Regina und Bernd Finken aus Bremen, am 20. Mai 2018
DAS BESTE ZUM SCHLUSS: SCHWERE JUNGS

Wenn Nathalie Bretschneider als Dr. Viola Weiß „die Olle“ mit beseeltem Gesicht lautlos die berühmten Worte des großen Shakespeare rezitiert, wenn Joachim Börker als Direktor Spangenberger feengleich über die Bühne schwebt und sich selber mit mitreißendem brüllendem Lachen begleitet, wenn Thorsten Hamer in der Rolle des Knille verzweifelt versucht, sich mit der Klinge unfallfrei zu rasieren, ohne sich dabei anzuschauen, weil er seinen Anblick nicht ertragen kann, wenn Marco Linke versucht das Geheimnis von zwei Orangen bei Frauenkostümen zu ergründen, wenn Patrick Michel als lebende Mauer jeden Baumeister vor Neid erblassen lässt und wenn der unvergleichliche Hermes Schmid den köstlichen Robby gibt, der seinen Barbiepuppen lachtränenreiches Leben einhaucht, dann…

…ja dann hat der Meister des Komödientheaters wieder einmal seinen Stift gespitzt, um uns Zuschauern einen unvergesslichen Abend zu bereiten. Und wie es sich gehört, hat das neue Stück in Weyhe als letzte Inszenierung vor der Sommerpause auch die höchste Lachdichte der Saison. Macht Frank Pinkus das mit Absicht? Sollen wir eine ganze Sommerpause lang so richtig schmerzhaft fühlen, wie öde Wochen ohne das Weyher Theater sein können? Na, wenigstens wissen wir, dass Frank Pinkus auch in den Ferien nicht untätig bleibt und alles dafür tun wird, uns auch in der kommenden Saison ganz schnell wieder in den Lachkollaps zu schicken. Wie er es mit seinen schweren Jungs tut. Ein Abend mit Dauerlachen ist garantiert und wenn man gerade mal einen Moment nicht lacht, kommt man nicht umhin, per Szenenapplaus den großartigen Leistungen auf der Bühne zu huldigen. So schön kann Theater sein! Und wir waren nicht die einzigen, die einfach nur begeistert waren. Dafür zeugten die Gesprächsfetzen, die wir in der Pause und nach dem Ende von den anderen Besuchern aufschnappten. Ein untrügliches Zeichen für Zuschauerbegeisterung ist die Geschwindigkeit, mit der das Publikum nach dem Finale das Haus verlässt. Und gestern hatten alle gewaltig viel Zeit mit dem Heimweg. Viel wichtiger war es, noch ein wenig in der Menge zu stehen und weiterzulachen. Oh war das ein schöner Abend!

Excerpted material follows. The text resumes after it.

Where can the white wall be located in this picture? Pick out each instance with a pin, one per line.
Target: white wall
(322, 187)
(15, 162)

Ein geniales Bühnenbild von Lisa Kück und Hermes Schmid, herrliche Kostüme von Annika Töbelmann und eine ausgetüftelte Technik von Tobias Jäckel runden das perfekte Theatererlebnis ab. Ein gutes Theater bekommt erst dann seinen besonderen Wert, wenn auch hinter Bühne Menschen mit größtem Engagement dafür sorgen, dass alles ganz einfach erscheint, einen besonderen Theaterabend auf die Beine zu stellen. Wir wissen, dass es nicht so ist und viel Schweiß und Tränen fließen, bis es so perfekt ist wie in Weyhe.

Danke also allen vor, auf und hinter der Bühne, uns einen Abend lang das Lachen geschenkt zu haben, was uns manchmal schon ein wenig verloren scheint. Das werden wir uns sicher noch einmal gönnen, bevor die fröhliche Seifenblase zerplatzt und alle in den –wohlverdienten- Urlaub gehen.

Aber noch hat ja der letzte Teil der Weyher Theatersaison 2017/18 gerade erst begonnen. Zeit genug, sich noch mal so richtig zu amüsieren. Wir sind sicher: da hätte sich auch Shakespeare schlapp gelacht. Ganz bestimmt!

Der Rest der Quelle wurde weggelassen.